This type of savoury cake has become very popular with French families and is usually served with a green leafy salad.
- 300 g self-raising flour
- 4 eggs
- 80 ml (⅓ cup) lemon olive oil
- 50 ml thin cream
- 50 ml milk
- freshly ground black pepper
- 15 pitted green olives, each cut into thirds
- 15 pitted black olives, each cut into thirds
- 120 g Beaufort cheese, cut into small cubes
- 100 g Gruyère cheese, cut into small cubes
- 100 g walnut pieces
- 200 g piece ham, about 1 cm thick, cut into long 1 cm wide strips
Oven temperatures are for conventional; if using fan-forced (convection), reduce the temperature by 20˚C. | We use Australian tablespoons and cups: 1 teaspoon equals 5 ml; 1 tablespoon equals 20 ml; 1 cup equals 250 ml. | All herbs are fresh (unless specified) and cups are lightly packed. | All vegetables are medium size and peeled, unless specified. | All eggs are 55-60 g, unless specified.
Cooling time: 10 minutes
Preheat the oven to 170°C. Grease and flour a loaf tin about 25- 28 cm long.

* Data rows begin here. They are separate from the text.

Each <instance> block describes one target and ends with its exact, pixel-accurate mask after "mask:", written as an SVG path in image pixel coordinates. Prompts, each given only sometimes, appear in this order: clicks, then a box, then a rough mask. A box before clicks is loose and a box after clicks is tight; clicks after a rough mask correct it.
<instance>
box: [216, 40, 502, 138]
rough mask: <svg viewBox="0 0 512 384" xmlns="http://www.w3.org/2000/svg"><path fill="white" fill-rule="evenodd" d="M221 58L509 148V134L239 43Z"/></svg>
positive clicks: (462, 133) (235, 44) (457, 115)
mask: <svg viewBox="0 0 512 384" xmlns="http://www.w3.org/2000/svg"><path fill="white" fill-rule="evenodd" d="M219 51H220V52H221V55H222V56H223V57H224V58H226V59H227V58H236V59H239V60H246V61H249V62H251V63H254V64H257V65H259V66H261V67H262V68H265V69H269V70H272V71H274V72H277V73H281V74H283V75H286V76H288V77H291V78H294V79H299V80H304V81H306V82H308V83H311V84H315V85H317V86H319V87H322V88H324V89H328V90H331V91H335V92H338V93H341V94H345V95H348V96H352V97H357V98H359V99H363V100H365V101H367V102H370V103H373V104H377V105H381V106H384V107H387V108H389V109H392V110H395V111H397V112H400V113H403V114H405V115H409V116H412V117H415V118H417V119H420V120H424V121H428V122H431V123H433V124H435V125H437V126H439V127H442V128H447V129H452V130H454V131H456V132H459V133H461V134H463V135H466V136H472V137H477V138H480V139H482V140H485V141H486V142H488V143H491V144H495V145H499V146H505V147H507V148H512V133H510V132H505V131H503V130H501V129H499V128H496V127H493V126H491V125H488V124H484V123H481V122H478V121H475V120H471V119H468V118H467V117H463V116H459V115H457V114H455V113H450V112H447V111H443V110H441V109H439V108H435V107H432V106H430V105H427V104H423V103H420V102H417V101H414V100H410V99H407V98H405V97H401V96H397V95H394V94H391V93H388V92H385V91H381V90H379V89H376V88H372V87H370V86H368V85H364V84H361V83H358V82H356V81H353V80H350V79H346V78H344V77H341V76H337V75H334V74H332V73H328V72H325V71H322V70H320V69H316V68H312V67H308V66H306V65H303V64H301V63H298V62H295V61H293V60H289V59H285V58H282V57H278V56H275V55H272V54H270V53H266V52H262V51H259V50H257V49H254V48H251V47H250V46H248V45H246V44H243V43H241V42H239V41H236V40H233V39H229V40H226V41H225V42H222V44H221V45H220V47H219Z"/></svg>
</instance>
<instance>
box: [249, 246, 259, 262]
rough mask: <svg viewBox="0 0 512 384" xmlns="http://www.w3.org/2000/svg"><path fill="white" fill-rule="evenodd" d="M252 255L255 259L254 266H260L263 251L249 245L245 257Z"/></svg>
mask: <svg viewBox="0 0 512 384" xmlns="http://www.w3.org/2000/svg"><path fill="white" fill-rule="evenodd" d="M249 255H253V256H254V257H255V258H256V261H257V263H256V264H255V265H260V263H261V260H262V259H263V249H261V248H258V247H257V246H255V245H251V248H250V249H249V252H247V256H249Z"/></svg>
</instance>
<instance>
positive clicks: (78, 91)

Place the flour, eggs and oil in a bowl and whisk to combine well. Add the cream and milk and season with pepper. Stir in the olives, cheeses and walnuts.
Spoon one-third of the batter into the prepared tin. Top with half the ham, then another third of the batter followed by the remaining ham. Lastly, spread the remaining batter over the top. Bake for 40 minutes or until a skewer withdraws clean. Cool in the tin for 10 minutes, then turn out onto a wire rack. Serve either on its own or with a green salad.
• Take your time to assemble the ingredients attractively in the loaf tin before cooking. It’s worth it. Sometimes I decorate the top of the loaf with extra heart-shaped pieces of Gruyère.